Nach unten hin gibt es im Klettersport beinahe keine Grenze. Zumindest, was das Alter betrifft: „Die meisten Kletterhallen haben einen Kinderbereich. Schon ganz kleine Kinder können dort spielerisch die ersten Erfahrungen mit den bunten Griffen machen. Und damit auch mit ihrem eigenen Körper“, sagt Thomas Kohlbacher, Leistungskletterer, Klettertrainer und Wettkampfcoach in der Grazer Boulderhalle Bloc House. Er selbst hat im Alter von zehn Jahren zu klettern begonnen, doch obwohl das nicht viel länger als ein Jahrzehnt her ist, „waren es andere Zeiten“, meint er. Bouldern – also das Klettern in Absprunghöhe, bei dem keine Seilsicherung notwendig ist – hat sich seitdem vom Insidertipp stark in Richtung Breitensport entwickelt, es ist etwa mittlerweile DER Studentensport, sagt der Psychologie- und Sportstudent. Kletterhallen ziehen ein immer jüngeres Publikum an. Dass oft vom „Klettern als Lebensschule“ gesprochen wird, hat absolut seine Berechtigung. Kurse werden etwa im Bloc House ab fünf bis sechs Jahren angeboten. Ab rund zehn Jahren, bei Talent und Lust auch früher, könne man sich auch für Klettern als Wettkampfsport entscheiden.

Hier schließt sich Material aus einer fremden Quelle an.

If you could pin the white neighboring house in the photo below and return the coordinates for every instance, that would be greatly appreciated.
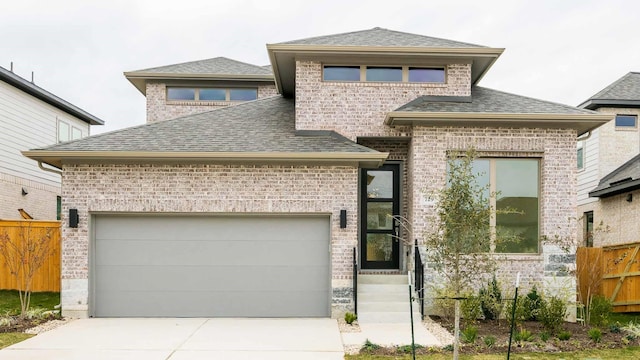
(31, 117)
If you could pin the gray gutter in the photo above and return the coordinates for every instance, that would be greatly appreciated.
(41, 94)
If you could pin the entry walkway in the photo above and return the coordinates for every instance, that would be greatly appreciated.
(185, 339)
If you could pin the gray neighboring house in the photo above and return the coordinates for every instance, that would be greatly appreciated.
(608, 166)
(32, 117)
(258, 209)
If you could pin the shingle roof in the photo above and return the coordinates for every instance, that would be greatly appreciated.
(265, 125)
(623, 92)
(218, 65)
(623, 179)
(381, 37)
(485, 100)
(51, 99)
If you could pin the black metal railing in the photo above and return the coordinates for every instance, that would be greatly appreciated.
(419, 277)
(355, 282)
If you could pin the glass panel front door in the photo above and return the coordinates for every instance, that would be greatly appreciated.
(379, 245)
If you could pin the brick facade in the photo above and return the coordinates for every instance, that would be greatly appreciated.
(206, 189)
(159, 109)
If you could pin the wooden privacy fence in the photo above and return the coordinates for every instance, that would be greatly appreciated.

Bleiben wir vorerst beim reinen Erlebnissport. Auch da spielen Grenzbereiche, die sich mit der Zeit verschieben, eine wichtige Rolle: „Man kann spielerisch an seine Grenzen gehen und sich ein bisschen herausfordern. Das ist die eine Seite. Auf der anderen Seite geht es ums Miteinander“, erklärt Kohlbacher. Obwohl man in der Wand allein ist und beim Bouldern auch keinen Partner zum Sichern braucht, ist die Gemeinschaft ein wesentliches Element. Im Unterschied zu Teamsportarten falle dabei jedoch viel vom sozialen Druck weg, sagt Kohlbacher: Jeder sucht und findet nämlich seine eigene Herausforderung ganz nach seinen individuellen Möglichkeiten, niemand wird als Letzter in die Mannschaft gewählt. Man muss nicht drahtig wie ein Wettkampfkletterer sein, etwas mehr Gewicht zu haben ist kein Problem. Durch diese Vielfalt an Möglichkeiten können Eltern und Kinder den Sport auch gemeinsam ausüben – ab zehn, zwölf Jahren kann das gemeinsame Klettern mit den eigenen Kindern auch für Eltern schon richtig herausfordernd sein.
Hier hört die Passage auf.